If you want the best of packages and security, OpenBSD is the best. They check every line of code for vulnerabilities before port something. But the packages are too old and not to much. If you speak for Desktop use PCBSD is the answer. Is easy to use, gui installer, gui package manager. But this is FreeBSD. That means security on FreeBSD system (not on ports). Solid code and ports in the hands of community.
We have 24000 ports and 4000 have no maintainer any more. If you want to help see here. Don't be angry. Don't blame. Help.


----------



## adamk (Dec 13, 2012)

> FreeBSD is server OS. Is to serve. Is not designed to be desktop OS



And yet the FreeBSD Foundation pays someone to port Intel KMS from linux to FreeBSD. This is functionality that has no real use in a server OS, only in a desktop/workstation.


Adam


----------



## sk8harddiefast (Dec 13, 2012)

An OS to be proud about himself must cover a big range of things. But every OS focus somewhere more than somewhere else


----------



## Martillo1 (Dec 13, 2012)

Today's desktops, even laptops, are more powerful than yesterday's servers.

Next time we'll see tablets as servers. Adapt or die.


----------



## sk8harddiefast (Dec 13, 2012)

I don't think that FreeBSD is not using today's technology.
zfs, ufs, can mount ext3-4, fat, ntfs, support ssh, nfs, samba, multiprocessing support, drivers for wired/lan, for graphics (Not so much as Linux but a wide range) etc. From FreeBSD 10 will change gcc to clang compiler and also there is an effort to BHyVe. Pfsense witch is a great firewall and FreeNAS witch is a great NAS solution are using FreeBSD as base system. FreeBSD try to adapt. Is not staying in the same place. May don't make the hudge steps of Linux. Prefer to do little steps but to be sure about them.
Ports is something completely different. Is not about OS. Is about you and me and who we love the gui and want to bring gui, easy tools and hapiness to FreeBSD. Well a lot of people in FreeBSD's community don't prefer easy tools. PCBSD exist for this reason. On some things personally I prefer easy tools but's ok. That's it. I prefer that better than Linux mess and linux community. When I came here, my first post was about FreeBSD'S future. I was completely jerk and I was not respect nothing. Today I use FreeBSD more than 2 years. Is alive, strong and for me FreeBSD OS and his community is that I was searching for and here I will stay.


----------



## bbzz (Dec 13, 2012)

With all due respect, I just don't agree.


> To keep FreeBSD from gradually becoming a footnote like Minix or Ultrix, someone needs to start focusing on the needs of the millions of people who are not computer hobbyists.



This is the whole point. FreeBSD will never be for people who aren't "hobbyists", period. Nor it should be; this is what linux is trying to figure out and I don't like where it's going/what has become of it, and it's exactly because it can't satisfy huge auditorium, everyone at the same time.

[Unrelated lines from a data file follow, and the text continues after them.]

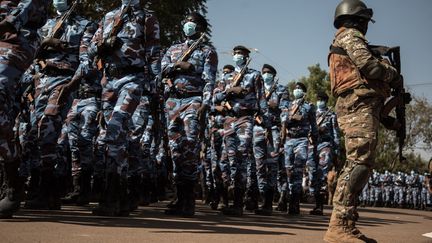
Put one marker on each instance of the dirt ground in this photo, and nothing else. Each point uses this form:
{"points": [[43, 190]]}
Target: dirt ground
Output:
{"points": [[150, 224]]}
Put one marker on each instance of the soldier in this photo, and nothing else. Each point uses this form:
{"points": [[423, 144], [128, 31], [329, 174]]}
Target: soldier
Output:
{"points": [[266, 143], [189, 88], [127, 47], [59, 57], [19, 21], [242, 100], [361, 84], [328, 149], [218, 166], [387, 187], [298, 123]]}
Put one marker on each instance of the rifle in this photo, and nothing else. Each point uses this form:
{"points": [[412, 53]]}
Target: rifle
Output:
{"points": [[183, 58], [400, 98], [107, 44], [55, 31], [236, 81]]}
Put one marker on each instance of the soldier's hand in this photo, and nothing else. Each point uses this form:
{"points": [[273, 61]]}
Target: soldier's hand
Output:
{"points": [[6, 27], [235, 90], [63, 95], [396, 83], [184, 66]]}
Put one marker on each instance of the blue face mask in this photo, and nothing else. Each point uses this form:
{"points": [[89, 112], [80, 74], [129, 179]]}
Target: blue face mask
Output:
{"points": [[268, 78], [321, 104], [298, 93], [60, 5], [239, 59], [189, 28]]}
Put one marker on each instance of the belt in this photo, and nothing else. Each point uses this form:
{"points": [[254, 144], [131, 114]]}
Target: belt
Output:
{"points": [[185, 94], [121, 71]]}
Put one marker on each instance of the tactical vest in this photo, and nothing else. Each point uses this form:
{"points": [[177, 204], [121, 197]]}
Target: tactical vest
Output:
{"points": [[345, 76]]}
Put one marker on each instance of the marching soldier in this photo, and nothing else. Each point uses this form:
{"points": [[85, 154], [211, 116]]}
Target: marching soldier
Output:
{"points": [[298, 121], [266, 142], [361, 84], [190, 72]]}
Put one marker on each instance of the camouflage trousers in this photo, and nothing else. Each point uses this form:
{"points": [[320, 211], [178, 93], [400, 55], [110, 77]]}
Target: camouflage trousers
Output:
{"points": [[9, 77], [49, 118], [266, 157], [82, 129], [358, 117], [318, 173], [296, 151], [141, 158], [120, 97], [183, 131], [238, 134]]}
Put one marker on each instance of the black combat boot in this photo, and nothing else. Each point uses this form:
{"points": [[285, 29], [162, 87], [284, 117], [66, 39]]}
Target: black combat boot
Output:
{"points": [[134, 195], [109, 203], [237, 208], [14, 192], [189, 199], [319, 204], [267, 207], [72, 196], [294, 204], [33, 184], [48, 197], [283, 201], [176, 206], [85, 188]]}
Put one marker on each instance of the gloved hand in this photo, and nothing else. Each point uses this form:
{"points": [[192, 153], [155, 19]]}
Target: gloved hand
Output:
{"points": [[184, 66], [235, 90], [396, 83], [6, 27], [54, 43]]}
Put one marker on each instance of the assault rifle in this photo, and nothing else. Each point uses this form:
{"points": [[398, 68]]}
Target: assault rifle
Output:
{"points": [[399, 98], [107, 44], [183, 58], [236, 81], [56, 31]]}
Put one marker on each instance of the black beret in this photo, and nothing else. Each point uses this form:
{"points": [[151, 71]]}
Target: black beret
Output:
{"points": [[243, 48], [322, 96], [302, 86], [270, 67]]}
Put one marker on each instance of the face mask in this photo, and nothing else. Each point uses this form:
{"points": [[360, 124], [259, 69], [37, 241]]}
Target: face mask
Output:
{"points": [[320, 104], [60, 5], [189, 28], [133, 2], [239, 59], [298, 93], [268, 78]]}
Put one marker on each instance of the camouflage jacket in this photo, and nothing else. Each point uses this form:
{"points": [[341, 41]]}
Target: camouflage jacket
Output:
{"points": [[328, 128], [202, 79], [26, 16], [303, 122]]}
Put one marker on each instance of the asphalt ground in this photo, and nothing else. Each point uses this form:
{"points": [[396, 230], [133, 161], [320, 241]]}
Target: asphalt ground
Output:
{"points": [[150, 224]]}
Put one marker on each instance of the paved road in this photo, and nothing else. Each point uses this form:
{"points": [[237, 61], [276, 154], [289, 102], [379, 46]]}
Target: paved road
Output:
{"points": [[149, 224]]}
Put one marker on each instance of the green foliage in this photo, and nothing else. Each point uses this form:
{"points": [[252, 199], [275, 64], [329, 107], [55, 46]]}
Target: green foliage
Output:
{"points": [[170, 14]]}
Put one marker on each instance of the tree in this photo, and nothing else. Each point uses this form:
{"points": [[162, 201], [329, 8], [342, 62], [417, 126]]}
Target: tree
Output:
{"points": [[170, 13]]}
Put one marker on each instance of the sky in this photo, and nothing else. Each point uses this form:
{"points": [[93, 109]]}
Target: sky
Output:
{"points": [[292, 35]]}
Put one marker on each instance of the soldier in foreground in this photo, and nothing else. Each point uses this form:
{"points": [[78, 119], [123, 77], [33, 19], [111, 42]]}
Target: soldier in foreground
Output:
{"points": [[361, 83]]}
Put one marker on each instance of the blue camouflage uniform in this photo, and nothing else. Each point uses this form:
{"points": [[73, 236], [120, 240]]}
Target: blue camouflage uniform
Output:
{"points": [[298, 127], [238, 128]]}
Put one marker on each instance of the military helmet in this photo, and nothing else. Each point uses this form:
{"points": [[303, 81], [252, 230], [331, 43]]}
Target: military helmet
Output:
{"points": [[355, 8]]}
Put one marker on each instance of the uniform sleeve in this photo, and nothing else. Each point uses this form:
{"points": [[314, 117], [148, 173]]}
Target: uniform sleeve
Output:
{"points": [[209, 75], [152, 47]]}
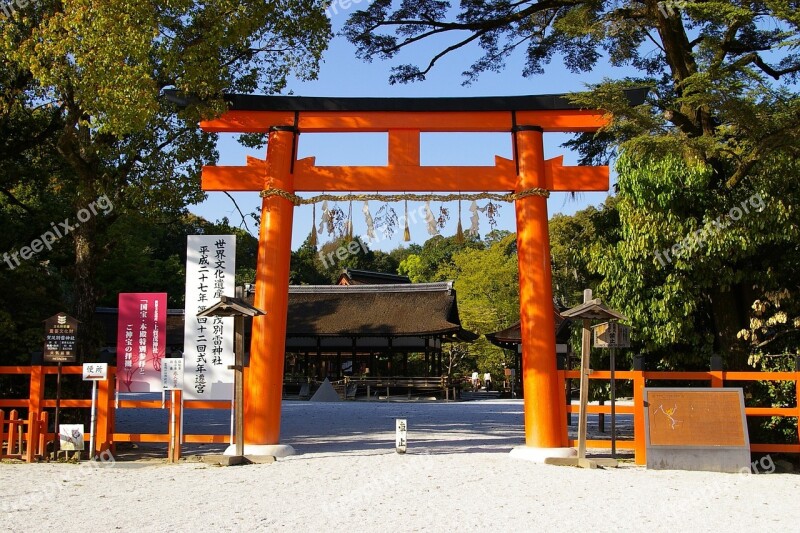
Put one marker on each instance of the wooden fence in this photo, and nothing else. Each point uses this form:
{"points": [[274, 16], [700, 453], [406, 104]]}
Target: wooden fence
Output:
{"points": [[715, 378], [31, 434]]}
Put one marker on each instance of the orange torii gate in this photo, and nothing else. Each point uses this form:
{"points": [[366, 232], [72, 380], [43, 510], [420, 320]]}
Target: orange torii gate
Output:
{"points": [[281, 175]]}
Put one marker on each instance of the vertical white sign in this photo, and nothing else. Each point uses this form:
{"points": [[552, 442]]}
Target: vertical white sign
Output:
{"points": [[172, 373], [401, 435], [208, 342]]}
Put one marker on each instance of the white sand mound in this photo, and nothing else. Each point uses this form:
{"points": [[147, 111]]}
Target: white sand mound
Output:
{"points": [[326, 393]]}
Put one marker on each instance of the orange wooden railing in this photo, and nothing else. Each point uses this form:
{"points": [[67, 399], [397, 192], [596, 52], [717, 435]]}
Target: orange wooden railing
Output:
{"points": [[22, 439], [35, 430], [105, 436], [716, 378]]}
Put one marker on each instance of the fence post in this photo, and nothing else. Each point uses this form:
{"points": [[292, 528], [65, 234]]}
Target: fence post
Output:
{"points": [[716, 371], [562, 386], [13, 416], [175, 424], [797, 389], [43, 436], [36, 391], [640, 450], [105, 416], [33, 436]]}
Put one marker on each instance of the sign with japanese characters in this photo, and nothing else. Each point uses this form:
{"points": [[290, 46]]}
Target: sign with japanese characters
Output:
{"points": [[95, 371], [172, 373], [141, 341], [208, 341], [70, 437], [60, 332], [401, 435]]}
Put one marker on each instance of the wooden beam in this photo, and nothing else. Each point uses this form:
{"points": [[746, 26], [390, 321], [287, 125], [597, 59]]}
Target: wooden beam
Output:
{"points": [[402, 175], [570, 120]]}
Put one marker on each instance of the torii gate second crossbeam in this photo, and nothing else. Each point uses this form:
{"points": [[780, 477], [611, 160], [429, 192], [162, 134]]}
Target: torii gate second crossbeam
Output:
{"points": [[527, 118]]}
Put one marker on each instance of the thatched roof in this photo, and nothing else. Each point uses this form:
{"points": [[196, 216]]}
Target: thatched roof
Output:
{"points": [[352, 276], [369, 310], [408, 310]]}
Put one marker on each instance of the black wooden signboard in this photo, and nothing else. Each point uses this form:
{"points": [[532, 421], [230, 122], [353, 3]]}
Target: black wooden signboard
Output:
{"points": [[59, 343]]}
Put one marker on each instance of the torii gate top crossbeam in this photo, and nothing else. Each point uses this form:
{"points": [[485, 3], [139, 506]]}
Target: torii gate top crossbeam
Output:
{"points": [[404, 119], [257, 114]]}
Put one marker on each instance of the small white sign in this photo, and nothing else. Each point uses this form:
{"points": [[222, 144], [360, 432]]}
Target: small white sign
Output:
{"points": [[172, 373], [401, 434], [70, 437], [95, 371]]}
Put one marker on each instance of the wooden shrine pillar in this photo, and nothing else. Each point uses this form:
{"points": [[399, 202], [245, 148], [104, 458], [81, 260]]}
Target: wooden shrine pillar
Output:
{"points": [[544, 427], [264, 383]]}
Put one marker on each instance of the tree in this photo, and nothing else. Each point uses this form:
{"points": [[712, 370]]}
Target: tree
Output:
{"points": [[722, 110], [487, 284], [97, 72], [572, 238]]}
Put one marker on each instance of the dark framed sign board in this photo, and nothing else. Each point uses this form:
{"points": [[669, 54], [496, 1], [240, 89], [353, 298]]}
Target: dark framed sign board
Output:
{"points": [[696, 429]]}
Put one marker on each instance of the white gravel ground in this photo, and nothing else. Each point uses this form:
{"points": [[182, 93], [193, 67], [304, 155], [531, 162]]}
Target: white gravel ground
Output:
{"points": [[456, 475]]}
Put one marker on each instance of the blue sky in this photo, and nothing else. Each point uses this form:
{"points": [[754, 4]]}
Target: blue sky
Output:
{"points": [[342, 74]]}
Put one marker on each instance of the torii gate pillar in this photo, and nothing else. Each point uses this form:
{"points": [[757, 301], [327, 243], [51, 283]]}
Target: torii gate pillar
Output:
{"points": [[264, 379], [544, 425], [404, 120]]}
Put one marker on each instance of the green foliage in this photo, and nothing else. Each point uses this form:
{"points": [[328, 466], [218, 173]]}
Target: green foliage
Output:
{"points": [[82, 86], [487, 285]]}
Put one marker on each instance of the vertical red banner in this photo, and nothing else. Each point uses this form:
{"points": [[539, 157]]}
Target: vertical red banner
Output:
{"points": [[141, 341]]}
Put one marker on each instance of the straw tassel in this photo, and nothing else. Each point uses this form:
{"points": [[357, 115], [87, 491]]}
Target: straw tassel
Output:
{"points": [[369, 221], [430, 220], [474, 219], [349, 224], [406, 231], [313, 236], [459, 229], [326, 215]]}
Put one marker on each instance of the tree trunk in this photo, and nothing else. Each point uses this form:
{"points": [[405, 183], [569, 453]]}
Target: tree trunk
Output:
{"points": [[729, 313], [85, 289]]}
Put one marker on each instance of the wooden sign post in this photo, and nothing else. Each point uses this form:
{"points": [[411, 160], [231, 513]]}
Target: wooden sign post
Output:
{"points": [[696, 429], [61, 332], [94, 372]]}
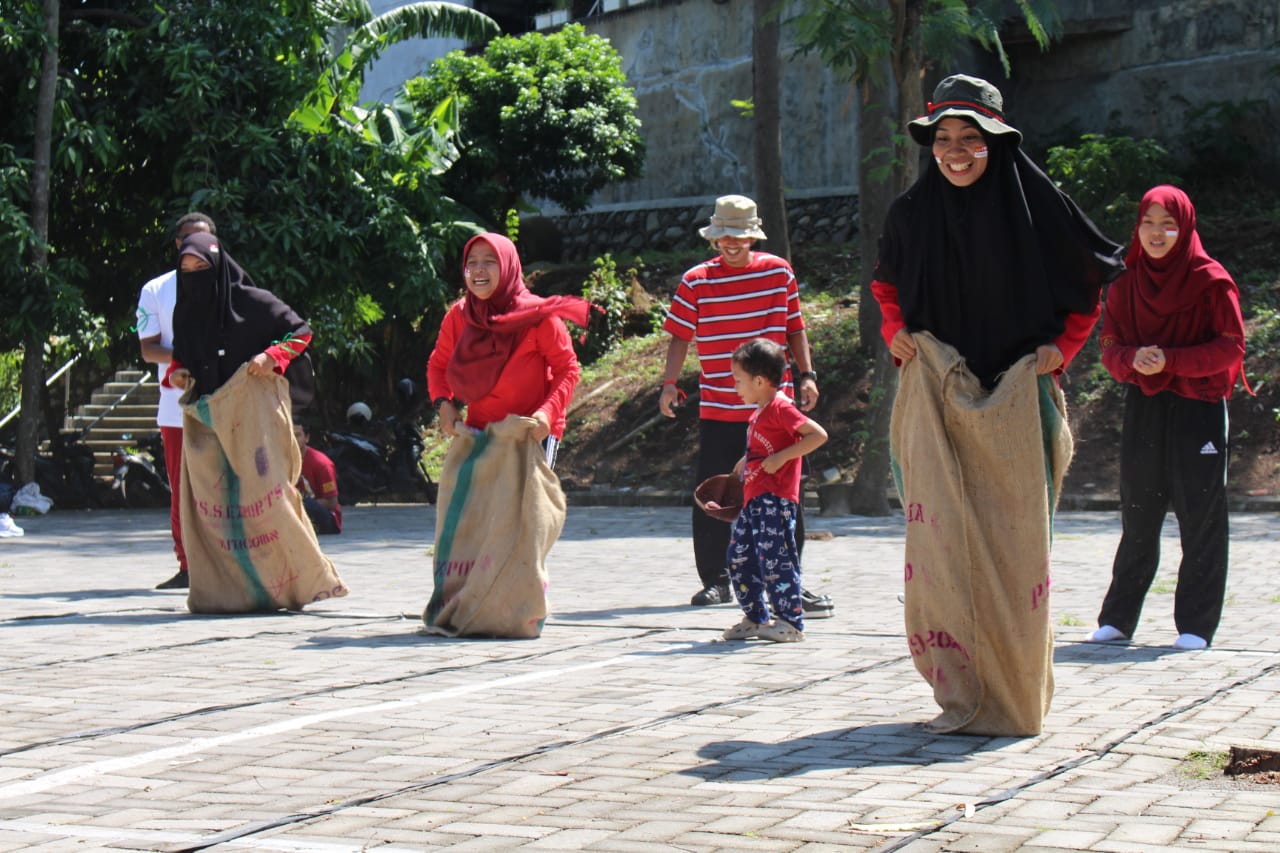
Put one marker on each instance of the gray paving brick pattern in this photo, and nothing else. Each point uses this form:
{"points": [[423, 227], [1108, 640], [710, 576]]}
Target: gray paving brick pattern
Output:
{"points": [[128, 724]]}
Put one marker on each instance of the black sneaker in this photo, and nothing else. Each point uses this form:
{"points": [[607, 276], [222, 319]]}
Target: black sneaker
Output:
{"points": [[817, 606], [712, 596], [178, 582]]}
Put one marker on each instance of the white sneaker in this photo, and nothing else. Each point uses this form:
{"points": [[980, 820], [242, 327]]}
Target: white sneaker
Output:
{"points": [[1106, 634], [1191, 643]]}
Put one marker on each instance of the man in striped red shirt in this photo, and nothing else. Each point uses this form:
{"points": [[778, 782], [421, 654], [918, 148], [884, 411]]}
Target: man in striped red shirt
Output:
{"points": [[720, 304]]}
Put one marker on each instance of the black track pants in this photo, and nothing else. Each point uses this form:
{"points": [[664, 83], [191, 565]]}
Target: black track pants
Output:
{"points": [[1173, 455]]}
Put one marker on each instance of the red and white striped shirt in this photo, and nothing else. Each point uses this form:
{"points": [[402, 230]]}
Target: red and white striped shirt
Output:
{"points": [[718, 308]]}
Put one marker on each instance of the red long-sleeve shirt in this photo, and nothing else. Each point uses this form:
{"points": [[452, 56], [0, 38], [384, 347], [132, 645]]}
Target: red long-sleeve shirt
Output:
{"points": [[1070, 342], [1203, 346], [540, 374]]}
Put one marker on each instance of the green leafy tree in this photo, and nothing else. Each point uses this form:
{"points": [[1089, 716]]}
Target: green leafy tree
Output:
{"points": [[161, 109], [888, 49], [542, 117]]}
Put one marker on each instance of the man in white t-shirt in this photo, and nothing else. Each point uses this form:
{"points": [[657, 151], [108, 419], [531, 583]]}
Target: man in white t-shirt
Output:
{"points": [[155, 337]]}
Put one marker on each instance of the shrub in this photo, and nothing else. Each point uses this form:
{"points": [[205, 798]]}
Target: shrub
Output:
{"points": [[612, 295], [1107, 176]]}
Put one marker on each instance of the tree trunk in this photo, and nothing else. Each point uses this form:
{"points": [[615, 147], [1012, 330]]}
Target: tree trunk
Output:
{"points": [[767, 96], [877, 129], [33, 341]]}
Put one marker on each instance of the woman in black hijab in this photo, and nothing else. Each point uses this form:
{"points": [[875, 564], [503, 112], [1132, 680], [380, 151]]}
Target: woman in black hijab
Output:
{"points": [[984, 251], [222, 320], [988, 281]]}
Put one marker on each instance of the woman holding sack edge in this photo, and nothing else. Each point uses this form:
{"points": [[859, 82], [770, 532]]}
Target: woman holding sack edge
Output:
{"points": [[988, 281], [506, 356], [502, 350]]}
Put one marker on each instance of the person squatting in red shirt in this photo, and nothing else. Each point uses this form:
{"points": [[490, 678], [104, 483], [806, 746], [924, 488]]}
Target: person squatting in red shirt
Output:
{"points": [[318, 486]]}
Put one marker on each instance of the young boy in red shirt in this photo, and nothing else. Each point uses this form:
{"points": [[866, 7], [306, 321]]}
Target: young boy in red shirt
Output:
{"points": [[763, 559]]}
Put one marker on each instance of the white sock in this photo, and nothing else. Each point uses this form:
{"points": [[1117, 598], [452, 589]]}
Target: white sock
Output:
{"points": [[1106, 634], [1191, 642]]}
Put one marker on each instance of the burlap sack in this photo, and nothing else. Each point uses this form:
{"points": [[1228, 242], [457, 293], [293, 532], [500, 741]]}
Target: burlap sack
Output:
{"points": [[979, 475], [498, 512], [248, 542]]}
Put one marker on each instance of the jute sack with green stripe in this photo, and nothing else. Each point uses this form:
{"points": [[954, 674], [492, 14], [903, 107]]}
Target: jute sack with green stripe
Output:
{"points": [[498, 514], [248, 541]]}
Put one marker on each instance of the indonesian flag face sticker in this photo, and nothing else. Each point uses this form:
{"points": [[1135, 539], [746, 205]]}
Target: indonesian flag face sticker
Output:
{"points": [[1157, 231]]}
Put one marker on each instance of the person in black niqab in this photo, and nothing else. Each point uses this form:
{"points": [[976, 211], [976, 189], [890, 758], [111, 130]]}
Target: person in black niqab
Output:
{"points": [[222, 320], [988, 281]]}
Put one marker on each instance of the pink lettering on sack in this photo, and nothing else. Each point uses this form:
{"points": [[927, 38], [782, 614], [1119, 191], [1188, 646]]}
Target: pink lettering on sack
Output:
{"points": [[920, 643], [251, 542], [1040, 592], [462, 568]]}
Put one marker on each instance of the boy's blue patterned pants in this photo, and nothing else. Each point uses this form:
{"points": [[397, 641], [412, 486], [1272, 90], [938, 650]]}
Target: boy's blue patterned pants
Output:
{"points": [[764, 562]]}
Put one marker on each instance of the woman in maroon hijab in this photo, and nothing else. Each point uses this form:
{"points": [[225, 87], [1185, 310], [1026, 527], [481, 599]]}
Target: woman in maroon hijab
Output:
{"points": [[1171, 331], [502, 350]]}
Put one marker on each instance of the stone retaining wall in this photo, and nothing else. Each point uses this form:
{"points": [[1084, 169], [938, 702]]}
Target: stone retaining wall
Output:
{"points": [[588, 235]]}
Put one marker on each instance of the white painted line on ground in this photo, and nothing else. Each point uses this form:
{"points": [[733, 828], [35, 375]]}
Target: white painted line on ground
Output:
{"points": [[85, 772], [135, 838]]}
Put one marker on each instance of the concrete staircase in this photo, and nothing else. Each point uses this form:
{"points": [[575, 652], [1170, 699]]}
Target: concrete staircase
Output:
{"points": [[129, 404]]}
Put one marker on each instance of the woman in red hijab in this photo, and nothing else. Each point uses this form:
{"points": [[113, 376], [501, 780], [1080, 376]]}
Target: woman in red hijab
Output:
{"points": [[1171, 329], [502, 350]]}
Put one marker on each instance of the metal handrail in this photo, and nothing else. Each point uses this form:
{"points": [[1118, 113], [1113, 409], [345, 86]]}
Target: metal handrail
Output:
{"points": [[54, 378], [146, 377]]}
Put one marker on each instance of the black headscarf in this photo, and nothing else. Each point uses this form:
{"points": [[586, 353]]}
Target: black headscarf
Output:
{"points": [[220, 319], [993, 268]]}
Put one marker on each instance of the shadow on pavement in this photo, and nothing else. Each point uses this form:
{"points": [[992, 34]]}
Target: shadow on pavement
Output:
{"points": [[874, 746]]}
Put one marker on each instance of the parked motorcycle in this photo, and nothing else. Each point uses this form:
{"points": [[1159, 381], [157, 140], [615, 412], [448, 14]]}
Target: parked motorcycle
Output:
{"points": [[382, 460], [140, 479]]}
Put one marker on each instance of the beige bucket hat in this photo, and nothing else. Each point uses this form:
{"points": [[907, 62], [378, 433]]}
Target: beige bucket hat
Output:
{"points": [[734, 217]]}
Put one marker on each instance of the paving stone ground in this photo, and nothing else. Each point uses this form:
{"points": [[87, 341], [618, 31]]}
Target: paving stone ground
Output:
{"points": [[127, 724]]}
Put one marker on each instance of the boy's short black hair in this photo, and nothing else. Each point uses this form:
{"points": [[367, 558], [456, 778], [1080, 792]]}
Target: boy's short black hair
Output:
{"points": [[195, 215], [762, 357]]}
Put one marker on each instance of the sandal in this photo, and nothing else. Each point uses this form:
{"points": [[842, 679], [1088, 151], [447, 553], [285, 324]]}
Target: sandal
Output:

In fact, as long as it stays true to itself, rather than try to bland/mimic other operating systems, FreeBSD will ensure its existance.


----------



## throAU (Dec 14, 2012)

Auld_Besom said:
			
		

> The PC-BSD people have the right idea (I think - I haven't looked at it):  make a distribution that is complete out of the box.  That can be installed and used _without_ prayer and fasting or chicken-sacrifice.



Exactly.

For desktop use the ABILITY to have a million different Desktop Environments, etc is all well and good, but the 90% just want something that works and is consistent with the rest of the 90%.

I have other things to do with my life than investigating which environment to use, weighing up pros/cons and recompiling software to make it work.

Which is why I (after 10 years in free Unix desktop land) switched to OS X on the desktop.


The reality is, despite the fact that everyone thinks they're totally unique and need a unique solution to their problems, probably 99% of situations out there could be handled in a consistent, standardised way.  Sure, make other options possible - but there should be sane default solutions to typical problems/tasks.

This is something unix (in general) appears to lack, and exactly why apple have made such a killing in the unix desktop market where Linux and the BSDs are floundering after twice as long to get things sorted out.



			
				sk8harddiefast said:
			
		

> I don't think that FreeBSD is not using today's technology.
> zfs, ufs, can mount ext3-4, fat, ntfs, support ssh, nfs, samba,



Again, the problem is that to get a lot of that working, you need to be a nerd.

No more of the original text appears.